Needless to say, I was deeply disturbed—not only by the horrific facts I'd been presented with, but also by the fact that neither I, nor anybody I knew, had even been aware that thousands of baby girls die every year because of this. And so I decided to write my speech about female feticide and infanticide, and I started pouring over the research. As it often happens, my research led me to all kinds of related issues, and I soon realized there were many more atrocities being committed against women all over the world—and even in my own country. And I kept thinking, This can't be happening. If this were happening, everybody would be talking about it. I would have heard of it before. Everybody would be horrified. It would be on the news. But when I checked the news, I saw only that Paris Hilton had bought her forty-seventh Chihuahua and that another married politician was wrapped up in a sex scandal.
This only added fuel to my internal fire. People had to learn what was happening. And I was going to tell them. So I proudly gave my impassioned speech to my entire school . . . to glazed eyes. For months, I was remembered as "the girl who gave the speech about dead babies."
Not quite the reaction I'd been hoping for.
But it was worth it, because it was around this time that I realized I was a feminist.
It wasn't that becoming a feminist was a predestined mission embedded deep in my genetic coding. There wasn't a moment when a light bulb flashed over my head and a hallelujah chorus of angels descended from feminist heaven to gently wrap me in a wreath woven from PLANNED PARENTHOOD bumper stickers. I didn't transition from nonfeminist to überfeminist overnight. Rather, the term speech spurred my awareness of feminism as a movement, and helped me realize that feminism accurately described my beliefs.

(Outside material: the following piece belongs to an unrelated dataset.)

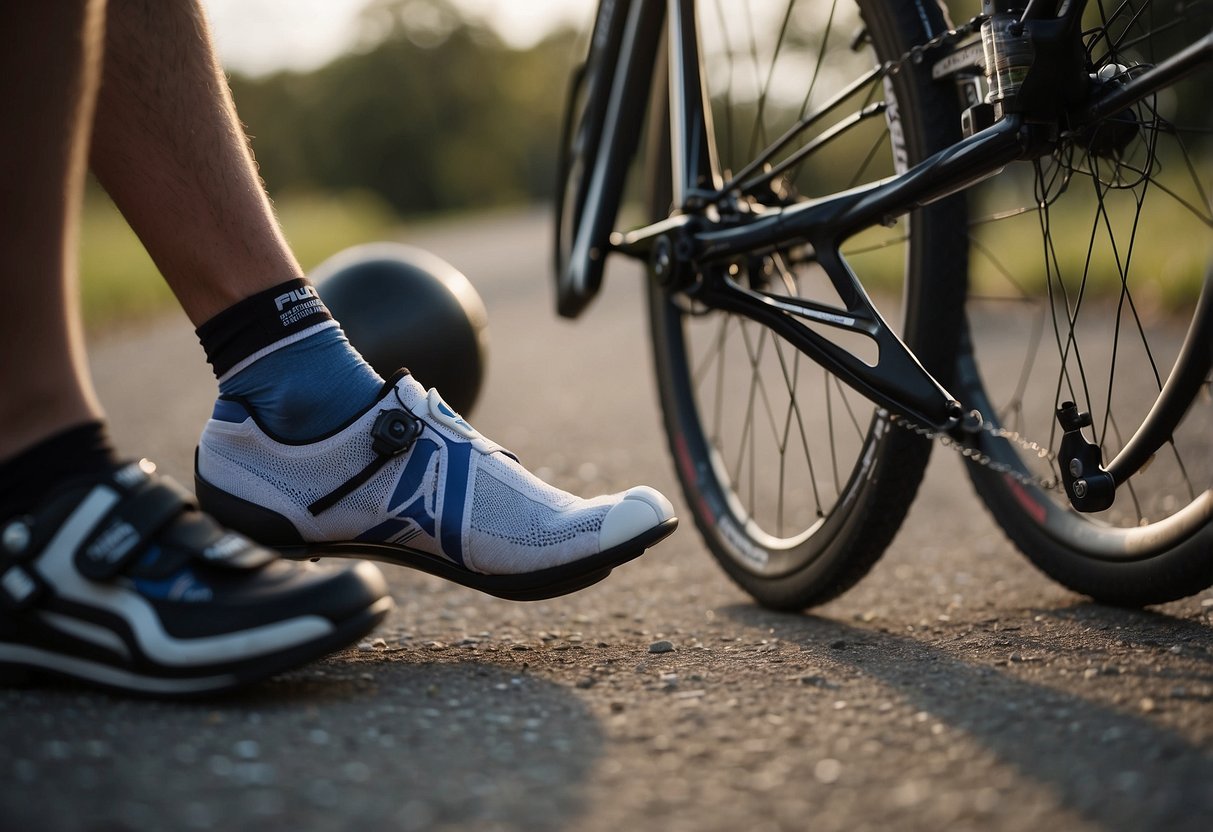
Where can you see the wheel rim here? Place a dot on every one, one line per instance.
(1120, 228)
(772, 443)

I don't remember the first time I told somebody I was a feminist. I don't remember when I first internally referred to myself as a feminist. I just know that after my speech, I was one. And it seemed like I was the only one.

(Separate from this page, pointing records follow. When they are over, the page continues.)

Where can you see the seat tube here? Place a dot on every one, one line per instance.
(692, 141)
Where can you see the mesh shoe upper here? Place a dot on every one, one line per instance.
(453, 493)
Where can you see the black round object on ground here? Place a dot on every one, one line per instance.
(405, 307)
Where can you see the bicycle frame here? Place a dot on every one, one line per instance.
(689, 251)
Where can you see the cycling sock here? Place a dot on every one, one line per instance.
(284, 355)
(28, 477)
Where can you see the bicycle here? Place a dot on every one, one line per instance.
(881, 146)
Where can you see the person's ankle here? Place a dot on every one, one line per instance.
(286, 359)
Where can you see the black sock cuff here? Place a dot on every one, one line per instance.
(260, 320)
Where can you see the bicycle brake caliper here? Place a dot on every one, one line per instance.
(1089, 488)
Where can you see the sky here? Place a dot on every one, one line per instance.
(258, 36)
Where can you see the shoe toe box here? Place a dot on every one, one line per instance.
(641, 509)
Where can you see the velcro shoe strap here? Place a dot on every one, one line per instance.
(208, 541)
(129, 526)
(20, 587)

Thankfully, when I got to high school, my advisor (a recent Harvard grad whose office wall boasted FEMINISTS FOR CHOICE and REPUBLICANS FOR VOLDEMORT bumper stickers) introduced me to the writing of third-wave feminists like Jessica Valenti and Courtney Martin. She also sent me the link to Feministing, one of the most-visited feminist blogs out there in the big, wide interwebs. I was hooked from day one. Here were intelligent women writing about things that actually mattered. It was entertaining, and I was actually learning. What a concept!
The only problem with Feministing and the other feminist blogs I began to read regularly was that, despite the overwhelming awesomeness of intelligent and relatively young female voices, teens and teen issues were virtually absent from the discussions. Yes, conversations about, say, work–life balance and whether or not to take your husband's last name are interesting, but they weren't exactly the foremost topics on my mind. I craved a place specifically for young feminists.
The problem was, I had no idea where to find that place. I resorted to Google searches. Like diving into the middle of the Pacific Ocean in search of a single, specific shell, or like scouring the plateaus of Iceland for elves (look it up), searching Google for something you're not sure even exists can be arduous and endlessly frustrating. Every once in a while, I'd find an online news site or a mainstream blog that covered the topic of sexting or teen pregnancy (always something alarmist—pregnancy pacts!—and usually focused on the threat to our one and only virtue: purity, of course). In these instances, teens would show up in the comments sections, rearing to add their two cents. But where did we have a chance to write our own posts? Did we have an opportunity to offer our own perspectives, not just respond to someone else's? Did our insights ever get a chance to temper the statistics that adults love to point to, and which are, more often than not, faulty and biased? (Aside: I think Fox News straight up pulls them out of their asses.) Did a forum exist for teenagers to share their general observations and to be interviewed?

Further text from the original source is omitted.